The preceding code generates the following chart:

Although the points are arranged broadly in a fuzzy ellipse, a diagonal tendency towards the top right of the scatter plot is clearly apparent. This indicates an interesting result—turnout is correlated with the proportion of votes for the ultimate election winners. We might have expected the reverse: voter complacency leading to a lower turnout where there was a clear victor in the running.

### Note

As mentioned earlier, the UK election of 2010 was far from ordinary, resulting in a hung parliament and a coalition government. In fact, the "winners" in this case represent two parties who had, up until election day, been opponents. A vote for either counts as a vote for the winners.

Next, we'll create the same scatter plot for the Russia election:

(defn ex-1-34 [] (let [data (load-data :ru-victors)] (-> (c/scatter-plot (i/$ :turnout data) (i/$ :victors-share data) :x-label "Turnout" :y-label "Victor's Share") (i/view))))

This generates the following plot:

Although a diagonal tendency in the Russia data is clearly evident from the outline of the points, the sheer volume of data obscures the internal structure. In the last section of this chapter, we'll show a simple technique for extracting structure from a chart such as the earlier one using opacity.

## Scatter transparency

In situations such as the preceding one where a scatter plot is overwhelmed by the volume of points, transparency can help to visualize the structure of the data. Since translucent points that overlap will be more opaque, and areas with fewer points will be more transparent, a scatter plot with semi-transparent points can show the density of the data much better than solid points can.

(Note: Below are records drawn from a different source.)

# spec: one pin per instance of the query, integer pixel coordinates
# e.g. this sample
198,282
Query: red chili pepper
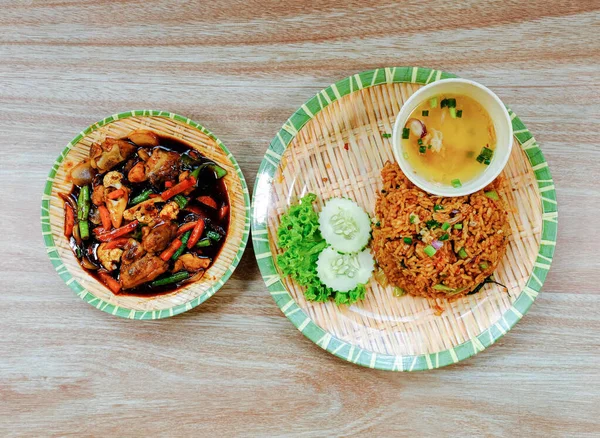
69,220
196,234
106,237
116,194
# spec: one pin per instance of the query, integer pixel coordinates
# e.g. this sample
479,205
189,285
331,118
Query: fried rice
471,233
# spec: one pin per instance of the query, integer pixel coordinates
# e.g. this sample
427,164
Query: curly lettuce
299,236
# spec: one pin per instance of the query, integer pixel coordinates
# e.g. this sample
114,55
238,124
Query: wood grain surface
236,366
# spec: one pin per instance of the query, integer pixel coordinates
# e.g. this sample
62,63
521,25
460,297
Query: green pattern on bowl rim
354,353
72,282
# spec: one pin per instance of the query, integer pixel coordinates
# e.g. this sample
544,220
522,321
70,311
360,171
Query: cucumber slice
345,225
344,272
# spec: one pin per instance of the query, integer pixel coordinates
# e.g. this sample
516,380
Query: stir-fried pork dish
146,213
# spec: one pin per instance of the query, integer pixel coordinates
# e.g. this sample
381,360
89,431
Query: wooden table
235,365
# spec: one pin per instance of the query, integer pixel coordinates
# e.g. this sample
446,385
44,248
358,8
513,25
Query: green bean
83,203
213,235
203,243
141,197
84,230
180,250
175,278
181,200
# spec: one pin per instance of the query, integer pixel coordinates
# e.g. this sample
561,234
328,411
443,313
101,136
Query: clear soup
449,139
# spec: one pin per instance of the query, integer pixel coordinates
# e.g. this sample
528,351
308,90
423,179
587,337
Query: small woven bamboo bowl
184,298
336,145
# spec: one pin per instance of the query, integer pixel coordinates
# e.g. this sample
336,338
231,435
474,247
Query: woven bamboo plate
184,298
334,146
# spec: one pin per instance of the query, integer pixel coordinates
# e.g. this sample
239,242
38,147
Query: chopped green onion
213,235
486,153
203,242
83,203
443,288
175,278
492,194
181,200
184,239
398,291
431,224
429,250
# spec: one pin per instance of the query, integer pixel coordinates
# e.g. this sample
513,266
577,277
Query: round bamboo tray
185,298
336,145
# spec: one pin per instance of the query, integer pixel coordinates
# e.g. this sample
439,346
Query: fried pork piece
132,251
116,207
157,236
169,211
191,263
98,195
145,212
141,271
83,173
109,257
109,153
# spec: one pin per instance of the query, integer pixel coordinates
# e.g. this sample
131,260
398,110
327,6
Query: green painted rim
350,352
87,296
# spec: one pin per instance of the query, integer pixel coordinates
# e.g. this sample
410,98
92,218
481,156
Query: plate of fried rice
440,278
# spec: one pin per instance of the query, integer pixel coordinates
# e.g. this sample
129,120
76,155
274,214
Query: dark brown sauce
208,185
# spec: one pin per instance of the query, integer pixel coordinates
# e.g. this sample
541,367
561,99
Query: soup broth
456,142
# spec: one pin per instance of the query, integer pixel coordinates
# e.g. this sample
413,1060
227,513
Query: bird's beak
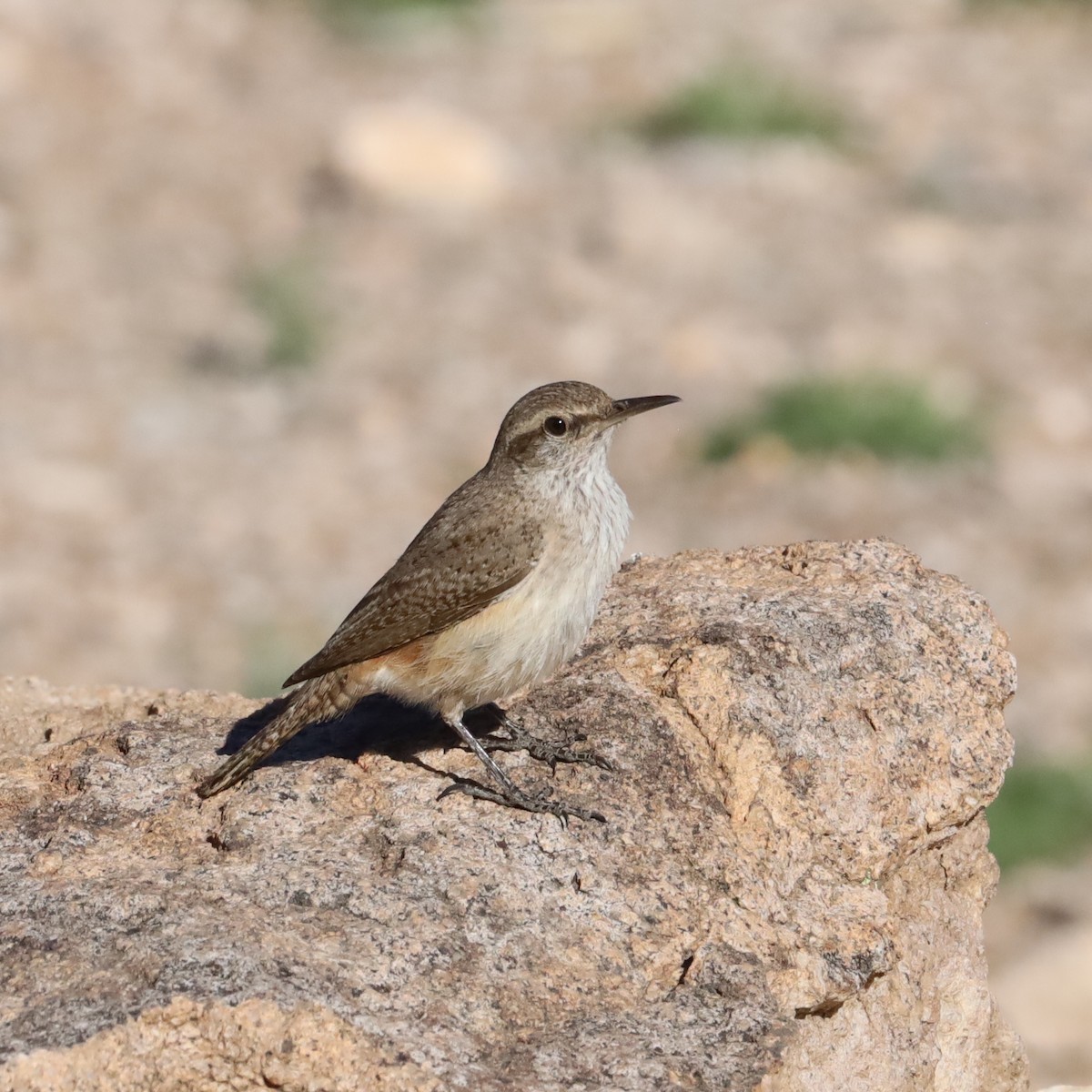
627,408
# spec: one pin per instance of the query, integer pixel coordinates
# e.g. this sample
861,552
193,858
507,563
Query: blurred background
271,273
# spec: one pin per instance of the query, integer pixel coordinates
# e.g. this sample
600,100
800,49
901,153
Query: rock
421,153
787,895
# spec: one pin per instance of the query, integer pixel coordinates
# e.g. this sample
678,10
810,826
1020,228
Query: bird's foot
523,802
519,738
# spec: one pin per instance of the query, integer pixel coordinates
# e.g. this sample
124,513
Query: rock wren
496,592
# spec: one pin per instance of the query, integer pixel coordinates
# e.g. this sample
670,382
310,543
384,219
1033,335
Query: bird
496,592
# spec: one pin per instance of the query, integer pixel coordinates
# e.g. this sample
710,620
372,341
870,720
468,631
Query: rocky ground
249,336
740,921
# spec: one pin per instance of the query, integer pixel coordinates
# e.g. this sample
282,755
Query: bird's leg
511,795
519,738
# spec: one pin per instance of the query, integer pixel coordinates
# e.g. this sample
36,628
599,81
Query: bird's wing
467,556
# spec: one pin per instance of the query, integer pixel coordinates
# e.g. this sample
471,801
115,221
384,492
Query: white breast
539,625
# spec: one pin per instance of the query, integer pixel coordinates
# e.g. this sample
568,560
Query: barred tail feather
316,700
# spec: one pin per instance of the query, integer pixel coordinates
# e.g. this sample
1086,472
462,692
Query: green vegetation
283,298
1043,813
743,103
887,418
270,654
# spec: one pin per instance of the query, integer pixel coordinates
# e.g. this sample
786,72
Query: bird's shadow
375,725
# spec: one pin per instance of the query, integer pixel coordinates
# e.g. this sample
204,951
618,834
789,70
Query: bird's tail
319,699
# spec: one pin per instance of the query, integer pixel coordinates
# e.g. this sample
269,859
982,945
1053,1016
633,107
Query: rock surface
787,895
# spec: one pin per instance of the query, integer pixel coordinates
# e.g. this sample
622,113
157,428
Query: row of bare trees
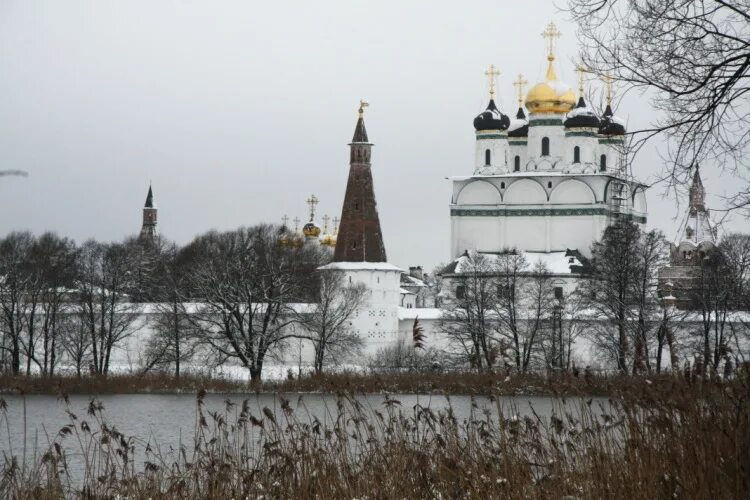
506,311
239,296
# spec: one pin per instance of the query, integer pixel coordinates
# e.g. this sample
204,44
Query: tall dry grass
687,441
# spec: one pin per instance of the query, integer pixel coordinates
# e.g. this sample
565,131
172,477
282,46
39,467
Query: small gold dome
550,96
328,240
310,230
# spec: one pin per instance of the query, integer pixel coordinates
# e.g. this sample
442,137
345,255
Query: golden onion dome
552,95
310,230
328,240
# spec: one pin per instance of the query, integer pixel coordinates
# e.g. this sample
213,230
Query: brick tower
360,252
148,229
360,238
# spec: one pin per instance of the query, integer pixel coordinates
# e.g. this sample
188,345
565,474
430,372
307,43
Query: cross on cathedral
492,74
520,85
362,105
582,70
608,84
551,33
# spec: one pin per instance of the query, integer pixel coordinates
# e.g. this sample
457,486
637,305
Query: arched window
545,146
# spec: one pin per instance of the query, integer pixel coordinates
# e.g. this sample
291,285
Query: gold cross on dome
362,105
492,74
582,70
520,85
551,33
312,201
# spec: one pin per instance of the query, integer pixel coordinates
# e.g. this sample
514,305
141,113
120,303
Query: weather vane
492,74
520,85
582,70
312,201
551,33
362,105
608,84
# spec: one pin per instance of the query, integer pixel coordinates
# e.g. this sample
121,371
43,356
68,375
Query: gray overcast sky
237,111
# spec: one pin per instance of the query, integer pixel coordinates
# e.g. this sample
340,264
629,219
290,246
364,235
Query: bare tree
469,318
651,253
524,302
105,274
693,58
56,267
327,322
172,341
607,292
245,282
14,283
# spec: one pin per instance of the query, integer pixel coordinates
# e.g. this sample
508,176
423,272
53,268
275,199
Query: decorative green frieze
539,212
544,121
581,133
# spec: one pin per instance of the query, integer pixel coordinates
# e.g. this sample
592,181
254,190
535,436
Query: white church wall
525,192
481,233
479,192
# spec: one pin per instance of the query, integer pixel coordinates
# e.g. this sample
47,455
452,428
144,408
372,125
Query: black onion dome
491,119
610,124
519,131
581,117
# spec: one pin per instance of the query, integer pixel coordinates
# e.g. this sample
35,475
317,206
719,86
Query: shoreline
450,383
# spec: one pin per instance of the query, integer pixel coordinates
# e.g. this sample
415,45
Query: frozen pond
167,421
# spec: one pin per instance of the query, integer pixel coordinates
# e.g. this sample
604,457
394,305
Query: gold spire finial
312,201
492,73
362,105
520,85
551,33
582,70
608,84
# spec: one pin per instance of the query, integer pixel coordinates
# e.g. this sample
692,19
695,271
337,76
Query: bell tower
148,229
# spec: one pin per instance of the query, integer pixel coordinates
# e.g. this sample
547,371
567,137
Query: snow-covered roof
560,262
361,266
425,313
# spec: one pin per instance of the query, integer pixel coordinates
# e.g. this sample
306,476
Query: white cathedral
546,184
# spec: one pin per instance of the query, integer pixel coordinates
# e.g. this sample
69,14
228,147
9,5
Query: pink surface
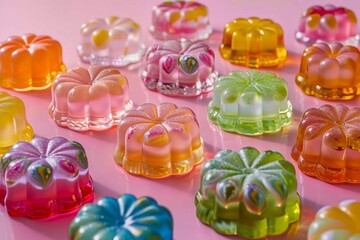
62,21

We can set the alpha transparency of points plotted on an Incanter chart with the `c/set-alpha`

function. It accepts two arguments: the chart and a number between zero and one. One signifies fully opaque and zero fully transparent.

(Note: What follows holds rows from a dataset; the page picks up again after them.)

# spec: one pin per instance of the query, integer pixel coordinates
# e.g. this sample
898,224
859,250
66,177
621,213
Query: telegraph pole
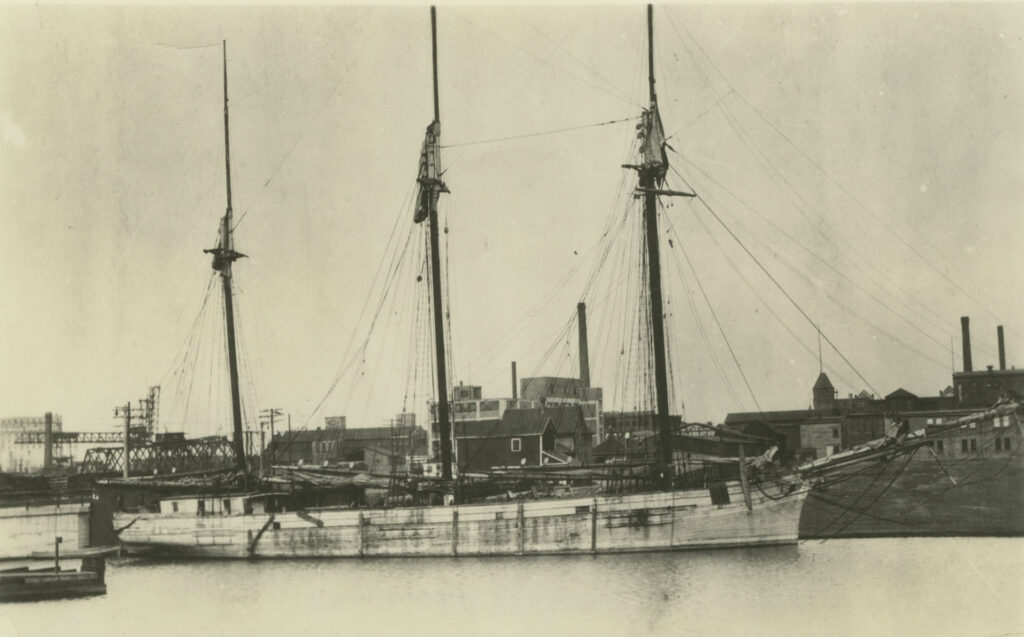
266,417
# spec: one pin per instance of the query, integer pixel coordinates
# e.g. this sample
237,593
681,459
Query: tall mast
651,172
223,256
432,185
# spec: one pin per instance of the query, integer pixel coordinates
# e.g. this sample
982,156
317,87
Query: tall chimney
47,441
584,354
966,329
1003,349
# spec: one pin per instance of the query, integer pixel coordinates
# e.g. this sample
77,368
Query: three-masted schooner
666,517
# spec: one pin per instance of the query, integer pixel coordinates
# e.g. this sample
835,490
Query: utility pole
125,412
266,417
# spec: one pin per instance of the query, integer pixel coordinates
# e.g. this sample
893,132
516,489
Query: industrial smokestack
1003,349
584,353
966,329
47,441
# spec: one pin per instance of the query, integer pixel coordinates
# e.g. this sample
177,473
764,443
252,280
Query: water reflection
858,587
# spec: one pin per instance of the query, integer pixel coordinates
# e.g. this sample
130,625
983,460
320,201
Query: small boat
44,578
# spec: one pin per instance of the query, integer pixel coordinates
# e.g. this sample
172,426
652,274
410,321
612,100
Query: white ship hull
652,521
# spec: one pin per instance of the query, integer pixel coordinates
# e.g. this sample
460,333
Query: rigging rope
537,134
784,293
909,245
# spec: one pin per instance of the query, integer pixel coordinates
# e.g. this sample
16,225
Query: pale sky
884,139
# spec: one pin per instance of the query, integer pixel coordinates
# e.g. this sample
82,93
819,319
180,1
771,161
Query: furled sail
430,172
651,136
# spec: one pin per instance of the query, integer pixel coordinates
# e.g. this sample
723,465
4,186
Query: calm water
853,587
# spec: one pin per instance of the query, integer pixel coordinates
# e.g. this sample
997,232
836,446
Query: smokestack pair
584,352
966,329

(defn ex-1-35 [] (let [data (-> (load-data :ru-victors) (s/sample :size 10000))] (-> (c/scatter-plot (i/$ :turnout data) (i/$ :victors-share data) :x-label "Turnout" :y-label "Victor Share") (c/set-alpha 0.05) (i/view))))

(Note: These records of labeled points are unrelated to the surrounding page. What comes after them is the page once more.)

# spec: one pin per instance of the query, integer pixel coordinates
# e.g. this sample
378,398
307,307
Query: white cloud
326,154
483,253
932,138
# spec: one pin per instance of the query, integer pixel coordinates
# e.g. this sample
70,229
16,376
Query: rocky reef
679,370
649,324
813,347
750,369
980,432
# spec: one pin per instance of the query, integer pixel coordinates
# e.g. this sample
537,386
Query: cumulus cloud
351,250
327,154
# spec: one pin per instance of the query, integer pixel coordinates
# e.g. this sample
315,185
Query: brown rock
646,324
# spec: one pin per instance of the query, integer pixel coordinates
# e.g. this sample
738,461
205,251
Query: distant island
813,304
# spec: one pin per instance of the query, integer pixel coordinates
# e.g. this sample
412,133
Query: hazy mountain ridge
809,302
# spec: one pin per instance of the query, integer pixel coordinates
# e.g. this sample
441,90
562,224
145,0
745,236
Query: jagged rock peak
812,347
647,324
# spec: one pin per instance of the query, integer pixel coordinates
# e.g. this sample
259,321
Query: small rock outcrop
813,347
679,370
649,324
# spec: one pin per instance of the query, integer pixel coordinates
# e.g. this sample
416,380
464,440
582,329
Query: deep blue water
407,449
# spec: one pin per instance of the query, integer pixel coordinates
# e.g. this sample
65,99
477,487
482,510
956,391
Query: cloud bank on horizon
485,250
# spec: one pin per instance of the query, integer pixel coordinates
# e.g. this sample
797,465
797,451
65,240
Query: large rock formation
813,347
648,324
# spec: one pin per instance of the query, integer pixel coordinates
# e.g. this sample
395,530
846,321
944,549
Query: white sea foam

The preceding example generates the following chart:

The preceding scatter plot shows the general tendency of the victor's share and the turnout to vary together. We can see a correlation between the two values, and a "hot spot" in the top right corner of the chart corresponding to close to 100-percent turnout and 100-percent votes for the winning party. This in particular is the sign that the researchers at the Medial University of Vienna have highlighted as being the signature of electoral fraud. It's evident in the results of other disputed elections around the world, such as those of the 2011 Ugandan presidential election, too.

### Tip

The district-level results for many other elections around the world are available at http://www.complex-systems.meduniwien.ac.at/elections/election.html. Visit the site for links to the research paper and to download other datasets on which to practice what you've learned in this chapter about scrubbing and transforming real data.

We'll cover correlation in more detail in Chapter 3, *Correlation*, when we'll learn how to quantify the strength of the relationship between two values and build a predictive model based on it. We'll also revisit this data in Chapter 10, *Visualization* when we implement a custom two-dimensional histogram to visualize the relationship between turnout and the winner's proportion of the vote even more clearly.